Bowdoin Students Contribute to Award Winning Plan
Story posted July 05, 2010
The Bowdoin College Environmental Studies program and its students have been acknowledged as contributors to an effort that was awarded the Association of Maine Planners "Plan of the Year."
Over a four-year period, the program and its students made contributions in the way of fellowships and community-based courses to the Sagadahoc Regional Rural Resources Initiative (SRRRI), which is the outgrowth of region-wide interest in protecting the area's "rural resources." The award was presented June 9, 2010.
"The Sagadahoc region's rural areas still have large un-fragmented tracts of land where both wildlife and rural enterprises thrive," says Liz Hertz, director of land use for the State Planning Office, who received the award on behalf of the group.
"It is a rich fabric, woven together by shared resources that rarely honor municipal boundaries. However, residential development is rapidly spreading out from the service centers into the working rural areas, where land is less expensive. As farms and other large lots are divided up, the ecological functions and rural values of the area are put in jeopardy."
The project's goal was to inventory the region's rural resources and then provide communities with the tools to protect open space and natural resources so that crucial rural functions could continue to thrive.
Bowdoin students have been involved with the project from its beginning stages.
"It is a great example of how long-term student engagement can help to move these types of projects forward," says Environmental Studies Program Manager Eileen Johnson.
"One of the earliest accomplishments was by a student in the summer of 2005 who inventoried towns' data needs. A direct outcome of this study was the preparation of a successful state grant that provided resources for all of the towns to have their parcels mapped. The parcel data has been used by a number of subsequent student projects and was a critical component of the final SRRRI mapping project."
As part of summer fellowships and environmental studies courses, students mapped wildlife corridors and regional trails, developed spatial models that prioritized high value habitats, and produced data that was incorporated into the resulting maps and guidebook for towns.
Katrina Van Dusen, convener of the group and regional planner for the initiative over the last several years gives credit to the work of many Bowdoin students who contributed to the project.
"The multi-year partnership between SRRRI and Bowdoin College has been fruitful for all involved," says Van Dusen.
"Students have brought great value to the project by interviewing local leaders, helping facilitate a public visioning session, and most especially, creating a variety of maps of local and regional interest. Student GIS mapping projects have provided towns in the region critical analysis of the importance of natural resources and open spaces and have helped set land and resource protection priorities."
In March, towns within the region were given copies of the resulting maps as well as the conservation blueprint written by Van Dusen and members of the SRRRI steering committee. Jane Koopman '10 was one of the presenters at the meeting. Her research on approaches for prioritizing areas for their agricultural value is just one of a series of student projects that have built upon the SRRRI project. Her work will contribute to local land conservation work in the identification and protection of high-value agricultural lands.

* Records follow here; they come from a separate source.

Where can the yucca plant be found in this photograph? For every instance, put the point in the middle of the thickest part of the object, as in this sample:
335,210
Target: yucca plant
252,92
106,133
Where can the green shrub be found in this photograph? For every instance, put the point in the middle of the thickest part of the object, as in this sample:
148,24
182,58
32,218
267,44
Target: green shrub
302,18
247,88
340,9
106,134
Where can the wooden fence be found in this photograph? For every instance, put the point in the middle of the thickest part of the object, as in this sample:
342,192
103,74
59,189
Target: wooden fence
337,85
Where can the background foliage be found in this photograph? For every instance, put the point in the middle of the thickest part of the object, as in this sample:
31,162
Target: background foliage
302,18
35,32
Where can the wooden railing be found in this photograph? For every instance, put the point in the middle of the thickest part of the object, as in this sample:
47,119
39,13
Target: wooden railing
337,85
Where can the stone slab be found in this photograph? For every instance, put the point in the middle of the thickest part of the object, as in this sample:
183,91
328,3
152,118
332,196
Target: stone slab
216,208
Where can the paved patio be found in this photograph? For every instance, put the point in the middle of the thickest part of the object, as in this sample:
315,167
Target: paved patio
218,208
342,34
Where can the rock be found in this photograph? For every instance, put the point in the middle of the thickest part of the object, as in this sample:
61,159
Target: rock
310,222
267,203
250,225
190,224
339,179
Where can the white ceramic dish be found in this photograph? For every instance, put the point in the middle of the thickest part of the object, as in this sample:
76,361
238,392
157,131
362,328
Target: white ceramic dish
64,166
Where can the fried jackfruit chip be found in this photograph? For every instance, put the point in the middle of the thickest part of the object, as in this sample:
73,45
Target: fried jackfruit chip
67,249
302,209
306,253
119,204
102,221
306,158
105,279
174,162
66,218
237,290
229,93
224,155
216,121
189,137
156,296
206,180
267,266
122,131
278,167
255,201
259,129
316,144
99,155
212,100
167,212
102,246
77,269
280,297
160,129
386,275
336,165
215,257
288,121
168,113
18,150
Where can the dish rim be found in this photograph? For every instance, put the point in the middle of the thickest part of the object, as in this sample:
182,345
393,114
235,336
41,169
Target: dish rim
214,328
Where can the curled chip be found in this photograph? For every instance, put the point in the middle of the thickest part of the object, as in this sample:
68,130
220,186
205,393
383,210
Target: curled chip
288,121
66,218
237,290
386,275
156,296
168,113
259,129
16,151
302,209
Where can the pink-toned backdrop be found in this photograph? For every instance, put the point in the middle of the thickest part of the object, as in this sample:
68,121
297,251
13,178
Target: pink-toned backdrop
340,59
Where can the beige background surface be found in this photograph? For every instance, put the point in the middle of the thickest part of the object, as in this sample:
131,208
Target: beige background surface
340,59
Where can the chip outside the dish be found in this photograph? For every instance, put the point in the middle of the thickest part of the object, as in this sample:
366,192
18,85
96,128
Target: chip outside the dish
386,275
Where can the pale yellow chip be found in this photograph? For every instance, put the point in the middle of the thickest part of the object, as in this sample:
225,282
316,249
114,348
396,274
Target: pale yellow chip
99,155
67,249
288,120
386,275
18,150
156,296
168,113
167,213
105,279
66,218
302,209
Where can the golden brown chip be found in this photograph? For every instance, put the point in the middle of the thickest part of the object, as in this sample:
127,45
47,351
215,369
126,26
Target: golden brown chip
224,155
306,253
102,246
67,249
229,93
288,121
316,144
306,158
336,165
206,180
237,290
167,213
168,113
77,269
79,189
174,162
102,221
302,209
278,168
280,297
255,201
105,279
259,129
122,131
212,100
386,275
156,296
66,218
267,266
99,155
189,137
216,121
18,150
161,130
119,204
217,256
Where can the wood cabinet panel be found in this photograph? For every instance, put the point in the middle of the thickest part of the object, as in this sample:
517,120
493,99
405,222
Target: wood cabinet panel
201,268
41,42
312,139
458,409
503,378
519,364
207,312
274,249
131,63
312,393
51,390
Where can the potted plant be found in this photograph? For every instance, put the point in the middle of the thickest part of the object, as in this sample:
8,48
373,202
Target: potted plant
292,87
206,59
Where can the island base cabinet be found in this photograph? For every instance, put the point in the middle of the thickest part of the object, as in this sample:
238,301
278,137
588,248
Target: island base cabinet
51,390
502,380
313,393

"The time I spent working on the SRRRI project my senior year at Bowdoin forced me out of the academic world, and gave me the chance to interact with individuals who would directly be affected by the decisions that came out of this project," says Ben Martens '06, who worked with SRRRI staff to identify a model for sharing the results with area towns.
"This experience introduced me to the idea of community-based problem solving and prepared me well for working with small communities of fishermen on Cape Cod who are trying to protect their unique way of life in a world of increasingly complicated regulations and environmental goals."